Humane Watch, a project of the nonprofit Center for Consumer Freedom (CCF), released a second 50-state report, “Not Your Local Humane Society,” exposing the failure of the Humane Society of the United States (HSUS) to share a significant portion of its multi-million-dollar budget with local animal shelters.

HSUS advertises the plight of homeless and abused dogs and cats to tug at the heart strings and wallets of America’s pet lovers. But a CCF analysis finds HSUS is a “Humane Society” in name only, sharing just $527,566 or 0.4% of its $120 million budget with animal shelters nationwide in 2010. HSUS spent $47 million on fundraising and $32 million in hedge funds.

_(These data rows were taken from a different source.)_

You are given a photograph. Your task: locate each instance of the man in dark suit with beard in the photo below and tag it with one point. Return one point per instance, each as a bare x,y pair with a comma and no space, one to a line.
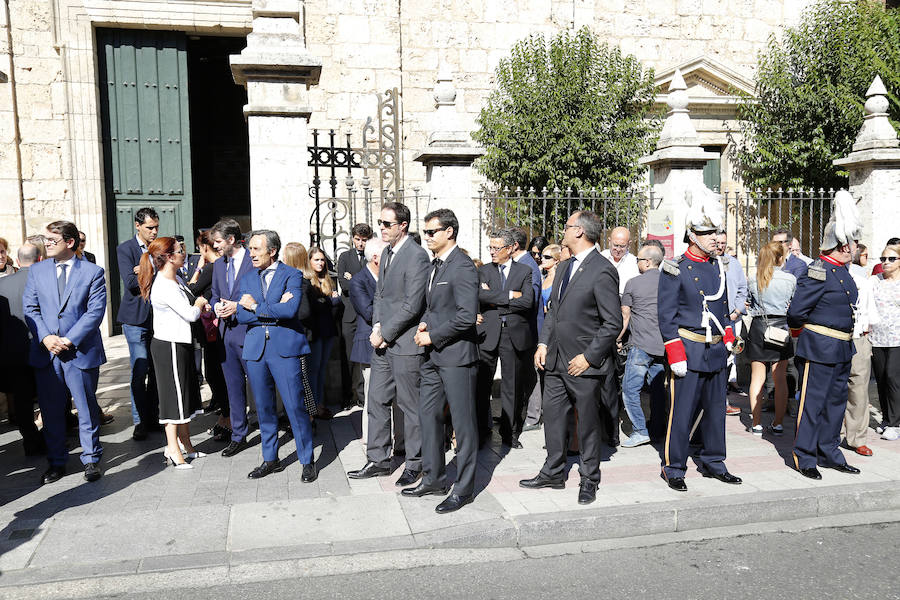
506,298
579,333
448,334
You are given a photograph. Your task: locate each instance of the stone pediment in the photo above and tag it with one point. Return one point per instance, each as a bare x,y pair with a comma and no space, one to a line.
712,87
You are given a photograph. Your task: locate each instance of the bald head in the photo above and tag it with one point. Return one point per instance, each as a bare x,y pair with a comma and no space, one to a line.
619,238
28,254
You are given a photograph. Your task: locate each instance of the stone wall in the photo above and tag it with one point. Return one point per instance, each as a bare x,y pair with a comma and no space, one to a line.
366,47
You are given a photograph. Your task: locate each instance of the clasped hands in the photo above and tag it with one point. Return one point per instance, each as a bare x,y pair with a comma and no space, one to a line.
248,302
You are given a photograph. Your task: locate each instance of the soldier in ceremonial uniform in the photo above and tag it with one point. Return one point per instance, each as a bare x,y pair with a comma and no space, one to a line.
693,319
821,317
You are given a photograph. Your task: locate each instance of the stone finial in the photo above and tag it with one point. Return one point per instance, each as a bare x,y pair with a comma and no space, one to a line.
877,131
678,129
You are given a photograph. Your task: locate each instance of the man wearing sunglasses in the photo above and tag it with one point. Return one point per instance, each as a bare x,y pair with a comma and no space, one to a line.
396,312
821,317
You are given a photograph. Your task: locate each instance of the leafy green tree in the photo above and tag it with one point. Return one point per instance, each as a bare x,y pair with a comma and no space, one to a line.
810,91
568,112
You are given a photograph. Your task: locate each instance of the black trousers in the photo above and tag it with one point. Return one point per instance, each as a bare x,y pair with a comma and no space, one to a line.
562,394
886,365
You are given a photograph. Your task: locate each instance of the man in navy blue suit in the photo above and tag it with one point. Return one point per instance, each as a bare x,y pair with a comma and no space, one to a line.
226,238
135,317
821,316
64,303
270,295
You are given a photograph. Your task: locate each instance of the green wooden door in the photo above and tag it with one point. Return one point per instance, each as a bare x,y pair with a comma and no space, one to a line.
146,130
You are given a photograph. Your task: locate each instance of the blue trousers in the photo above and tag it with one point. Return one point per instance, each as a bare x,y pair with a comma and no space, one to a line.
55,383
144,400
234,368
823,400
265,374
696,391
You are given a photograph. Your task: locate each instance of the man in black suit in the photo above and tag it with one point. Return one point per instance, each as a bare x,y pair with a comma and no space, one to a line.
579,333
135,317
16,375
394,376
448,333
350,262
82,240
506,299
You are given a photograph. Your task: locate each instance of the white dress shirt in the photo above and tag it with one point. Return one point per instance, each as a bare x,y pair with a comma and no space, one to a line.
173,313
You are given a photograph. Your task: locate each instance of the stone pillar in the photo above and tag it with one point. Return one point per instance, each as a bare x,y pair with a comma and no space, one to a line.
677,169
874,167
277,70
448,160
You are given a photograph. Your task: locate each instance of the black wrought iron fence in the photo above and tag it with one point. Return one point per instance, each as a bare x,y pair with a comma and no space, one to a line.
545,212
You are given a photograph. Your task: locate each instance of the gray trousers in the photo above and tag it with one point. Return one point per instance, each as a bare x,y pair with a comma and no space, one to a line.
456,387
394,379
856,416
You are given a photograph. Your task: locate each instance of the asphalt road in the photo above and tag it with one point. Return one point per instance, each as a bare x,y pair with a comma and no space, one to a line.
842,563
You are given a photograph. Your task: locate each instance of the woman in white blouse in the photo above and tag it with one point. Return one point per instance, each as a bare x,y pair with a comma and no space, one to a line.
172,347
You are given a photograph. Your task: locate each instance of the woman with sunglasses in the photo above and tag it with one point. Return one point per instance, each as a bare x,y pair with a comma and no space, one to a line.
885,338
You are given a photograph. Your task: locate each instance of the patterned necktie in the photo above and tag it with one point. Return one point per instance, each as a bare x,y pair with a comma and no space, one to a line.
61,281
229,274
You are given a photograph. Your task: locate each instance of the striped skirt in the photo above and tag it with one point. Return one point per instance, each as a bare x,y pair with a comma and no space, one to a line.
176,381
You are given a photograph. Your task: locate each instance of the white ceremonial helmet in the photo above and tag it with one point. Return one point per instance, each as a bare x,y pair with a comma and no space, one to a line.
844,226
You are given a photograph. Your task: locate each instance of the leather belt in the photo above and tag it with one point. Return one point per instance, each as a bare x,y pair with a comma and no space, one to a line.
697,337
828,331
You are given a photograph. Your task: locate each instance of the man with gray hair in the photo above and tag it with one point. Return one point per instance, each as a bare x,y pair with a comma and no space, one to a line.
646,356
16,375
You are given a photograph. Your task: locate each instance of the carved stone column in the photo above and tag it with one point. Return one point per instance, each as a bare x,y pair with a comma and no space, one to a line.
874,167
677,169
278,70
448,160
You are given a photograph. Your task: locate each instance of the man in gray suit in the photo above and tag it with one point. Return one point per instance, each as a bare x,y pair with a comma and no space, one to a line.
396,312
448,333
16,375
578,337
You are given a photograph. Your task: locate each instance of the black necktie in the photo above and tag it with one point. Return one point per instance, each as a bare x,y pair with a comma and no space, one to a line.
387,260
565,281
437,265
61,281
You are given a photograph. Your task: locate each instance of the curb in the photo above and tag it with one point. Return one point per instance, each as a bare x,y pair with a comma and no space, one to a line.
496,539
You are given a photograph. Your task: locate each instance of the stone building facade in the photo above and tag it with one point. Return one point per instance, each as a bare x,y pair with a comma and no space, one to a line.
52,122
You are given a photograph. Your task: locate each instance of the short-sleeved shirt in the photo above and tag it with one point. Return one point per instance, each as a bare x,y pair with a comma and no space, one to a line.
640,294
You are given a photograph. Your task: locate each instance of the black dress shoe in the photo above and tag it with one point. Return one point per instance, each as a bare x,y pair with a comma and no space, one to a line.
425,490
92,472
542,481
725,477
369,470
676,483
140,433
812,473
234,447
587,492
452,503
843,468
53,474
409,477
267,468
310,473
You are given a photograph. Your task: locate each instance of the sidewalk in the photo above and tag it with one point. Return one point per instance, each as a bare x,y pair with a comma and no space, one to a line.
144,518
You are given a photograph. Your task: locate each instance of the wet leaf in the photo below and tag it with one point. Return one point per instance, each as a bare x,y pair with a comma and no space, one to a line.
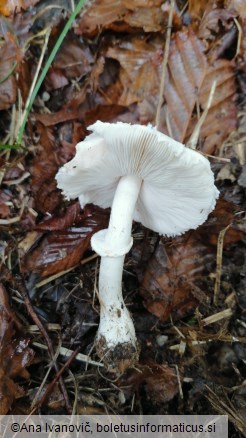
74,59
221,119
10,55
8,7
63,248
140,68
122,15
174,278
186,72
15,355
159,381
4,204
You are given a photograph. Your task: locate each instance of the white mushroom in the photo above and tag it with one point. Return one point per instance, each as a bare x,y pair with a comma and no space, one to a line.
143,175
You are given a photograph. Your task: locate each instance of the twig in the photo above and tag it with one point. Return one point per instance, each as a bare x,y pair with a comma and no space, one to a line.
194,136
164,64
56,378
35,318
219,263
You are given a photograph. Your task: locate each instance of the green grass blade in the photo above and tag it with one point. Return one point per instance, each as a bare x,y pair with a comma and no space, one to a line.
47,66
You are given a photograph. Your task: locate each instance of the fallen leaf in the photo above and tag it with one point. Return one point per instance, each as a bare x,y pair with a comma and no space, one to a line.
174,278
140,68
8,7
15,355
63,248
10,56
159,381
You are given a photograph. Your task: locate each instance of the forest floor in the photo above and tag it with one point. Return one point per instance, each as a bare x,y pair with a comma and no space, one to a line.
186,294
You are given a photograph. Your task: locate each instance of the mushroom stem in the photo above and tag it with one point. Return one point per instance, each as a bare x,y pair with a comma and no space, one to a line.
116,338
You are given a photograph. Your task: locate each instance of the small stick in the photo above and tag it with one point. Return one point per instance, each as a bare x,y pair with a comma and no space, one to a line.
37,321
219,263
195,135
164,64
53,382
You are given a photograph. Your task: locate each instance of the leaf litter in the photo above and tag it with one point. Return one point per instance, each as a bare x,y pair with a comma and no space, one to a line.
109,67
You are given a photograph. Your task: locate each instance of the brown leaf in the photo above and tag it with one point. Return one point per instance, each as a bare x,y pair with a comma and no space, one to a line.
221,119
4,207
74,59
140,68
62,249
15,355
8,7
10,55
122,15
174,276
159,381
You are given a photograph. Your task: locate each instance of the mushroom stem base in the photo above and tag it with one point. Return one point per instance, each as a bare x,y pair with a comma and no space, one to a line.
116,339
119,358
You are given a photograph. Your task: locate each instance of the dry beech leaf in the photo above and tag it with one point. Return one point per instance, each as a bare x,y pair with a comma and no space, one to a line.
237,6
68,238
140,68
15,355
159,381
212,22
119,15
74,59
186,71
172,282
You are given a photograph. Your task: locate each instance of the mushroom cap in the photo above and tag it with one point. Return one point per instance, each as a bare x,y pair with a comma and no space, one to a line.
177,192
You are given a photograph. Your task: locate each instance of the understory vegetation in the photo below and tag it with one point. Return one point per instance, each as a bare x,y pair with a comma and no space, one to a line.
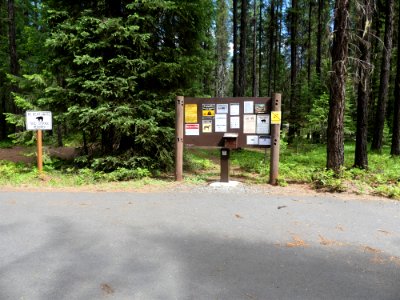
299,164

“The Humane Society of the United States would like Americans to believe it provides significant monetary support to local hands-on shelters, but their financial records tell an inconvenient truth,” says Rick Berman, CCF’s executive director. “As local shelters struggle to keep their doors opens, HSUS is raising millions of dollars a month from unwitting donors to bankroll an animal rights agenda and fund a huge staff of lawyers and lobbyists, a bloated executive pension plan and exorbitant fundraising expenses. Meanwhile, HSUS doesn’t run a single shelter for the abandoned dogs and cats that are so plentiful in its ads.”

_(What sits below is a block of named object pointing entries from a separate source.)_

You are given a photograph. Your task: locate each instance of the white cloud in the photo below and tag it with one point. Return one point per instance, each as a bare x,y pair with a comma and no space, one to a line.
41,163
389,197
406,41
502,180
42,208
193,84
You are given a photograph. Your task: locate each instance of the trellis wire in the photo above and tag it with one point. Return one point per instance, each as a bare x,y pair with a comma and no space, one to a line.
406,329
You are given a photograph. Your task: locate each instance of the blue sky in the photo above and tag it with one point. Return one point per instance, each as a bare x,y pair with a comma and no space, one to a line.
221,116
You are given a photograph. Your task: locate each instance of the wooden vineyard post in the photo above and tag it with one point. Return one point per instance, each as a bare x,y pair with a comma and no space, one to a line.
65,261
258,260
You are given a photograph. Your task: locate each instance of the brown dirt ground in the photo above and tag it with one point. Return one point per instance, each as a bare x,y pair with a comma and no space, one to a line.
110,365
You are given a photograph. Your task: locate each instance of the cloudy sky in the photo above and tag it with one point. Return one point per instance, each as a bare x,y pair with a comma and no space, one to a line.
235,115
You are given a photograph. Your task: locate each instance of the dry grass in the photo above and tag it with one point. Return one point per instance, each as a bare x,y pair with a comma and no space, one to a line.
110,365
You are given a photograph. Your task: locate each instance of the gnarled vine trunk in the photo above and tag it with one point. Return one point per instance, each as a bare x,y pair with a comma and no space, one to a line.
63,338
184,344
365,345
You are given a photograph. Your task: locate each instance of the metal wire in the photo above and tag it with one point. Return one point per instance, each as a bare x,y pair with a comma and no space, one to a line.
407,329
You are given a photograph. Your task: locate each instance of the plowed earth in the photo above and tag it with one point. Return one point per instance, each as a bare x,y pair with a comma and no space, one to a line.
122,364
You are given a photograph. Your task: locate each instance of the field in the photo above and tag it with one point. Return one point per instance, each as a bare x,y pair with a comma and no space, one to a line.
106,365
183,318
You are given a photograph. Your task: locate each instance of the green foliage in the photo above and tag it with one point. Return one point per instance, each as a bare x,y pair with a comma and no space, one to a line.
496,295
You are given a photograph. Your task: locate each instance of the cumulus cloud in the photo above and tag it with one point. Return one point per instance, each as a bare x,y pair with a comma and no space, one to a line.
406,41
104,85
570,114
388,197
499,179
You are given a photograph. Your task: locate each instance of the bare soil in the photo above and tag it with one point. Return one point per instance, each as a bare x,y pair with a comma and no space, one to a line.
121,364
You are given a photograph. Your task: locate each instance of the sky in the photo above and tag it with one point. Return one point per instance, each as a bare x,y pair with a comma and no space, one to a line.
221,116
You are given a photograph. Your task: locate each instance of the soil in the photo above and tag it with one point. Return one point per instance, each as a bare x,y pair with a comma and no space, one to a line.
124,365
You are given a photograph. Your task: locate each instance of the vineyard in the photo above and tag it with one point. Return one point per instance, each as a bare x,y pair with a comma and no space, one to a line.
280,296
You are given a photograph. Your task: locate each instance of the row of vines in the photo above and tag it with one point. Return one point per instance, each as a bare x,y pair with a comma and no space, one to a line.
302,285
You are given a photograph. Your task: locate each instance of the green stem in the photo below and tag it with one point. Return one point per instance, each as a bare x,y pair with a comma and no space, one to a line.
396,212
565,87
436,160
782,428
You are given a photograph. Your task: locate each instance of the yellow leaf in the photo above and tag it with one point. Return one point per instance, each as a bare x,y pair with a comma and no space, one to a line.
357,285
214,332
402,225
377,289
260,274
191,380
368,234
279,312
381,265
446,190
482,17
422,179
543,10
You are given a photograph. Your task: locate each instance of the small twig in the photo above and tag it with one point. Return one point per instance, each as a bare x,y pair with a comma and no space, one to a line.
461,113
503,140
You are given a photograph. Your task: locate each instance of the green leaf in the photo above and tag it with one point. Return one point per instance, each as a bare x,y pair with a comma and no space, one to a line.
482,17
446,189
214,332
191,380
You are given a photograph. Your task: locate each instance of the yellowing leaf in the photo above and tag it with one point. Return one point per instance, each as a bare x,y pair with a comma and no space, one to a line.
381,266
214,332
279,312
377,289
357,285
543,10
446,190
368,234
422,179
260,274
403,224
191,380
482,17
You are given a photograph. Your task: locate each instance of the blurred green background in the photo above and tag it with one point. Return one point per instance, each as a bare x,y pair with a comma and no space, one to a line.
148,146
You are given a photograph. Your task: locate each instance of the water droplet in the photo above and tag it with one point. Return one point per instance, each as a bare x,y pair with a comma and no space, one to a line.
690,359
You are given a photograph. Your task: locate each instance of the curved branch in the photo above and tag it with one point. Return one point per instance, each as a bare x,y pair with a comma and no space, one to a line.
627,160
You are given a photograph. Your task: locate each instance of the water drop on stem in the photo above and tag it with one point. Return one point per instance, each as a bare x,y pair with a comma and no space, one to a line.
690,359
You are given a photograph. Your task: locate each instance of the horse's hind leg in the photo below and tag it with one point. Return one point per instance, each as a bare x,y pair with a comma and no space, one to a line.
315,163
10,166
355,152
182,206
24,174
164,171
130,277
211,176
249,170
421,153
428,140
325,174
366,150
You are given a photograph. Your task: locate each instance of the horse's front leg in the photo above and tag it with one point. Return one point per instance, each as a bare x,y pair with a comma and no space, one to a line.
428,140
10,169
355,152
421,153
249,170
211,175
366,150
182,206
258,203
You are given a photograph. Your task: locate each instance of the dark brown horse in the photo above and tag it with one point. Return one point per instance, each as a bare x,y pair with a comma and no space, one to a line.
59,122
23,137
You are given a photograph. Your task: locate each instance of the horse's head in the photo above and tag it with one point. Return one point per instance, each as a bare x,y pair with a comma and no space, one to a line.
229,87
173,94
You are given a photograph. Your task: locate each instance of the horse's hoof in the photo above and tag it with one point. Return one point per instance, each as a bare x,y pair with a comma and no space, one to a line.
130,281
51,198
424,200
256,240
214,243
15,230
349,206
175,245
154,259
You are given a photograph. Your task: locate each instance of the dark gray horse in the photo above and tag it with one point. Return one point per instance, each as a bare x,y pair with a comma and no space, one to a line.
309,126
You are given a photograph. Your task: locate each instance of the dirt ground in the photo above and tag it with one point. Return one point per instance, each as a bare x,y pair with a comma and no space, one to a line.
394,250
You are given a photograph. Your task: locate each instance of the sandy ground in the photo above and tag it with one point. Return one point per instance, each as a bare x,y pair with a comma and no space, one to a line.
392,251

HSUS raised a staggering $131 million in 2010, mostly from Americans who trusted the organization to use the funds for local pet shelters. A recent poll found that over 71% of Americans mistakenly believe that HSUS is a pet-shelter umbrella group, while 59% mistakenly believe HSUS contributes most of its money to local pet-care groups.

“With over $215 million in assets, HSUS could clearly afford to live up to its undeserved reputation as a major contributor to local shelters,” Bierman says. “By continuing to drain precious resources from local shelters, HSUS is only proving it’s not a true humane society.”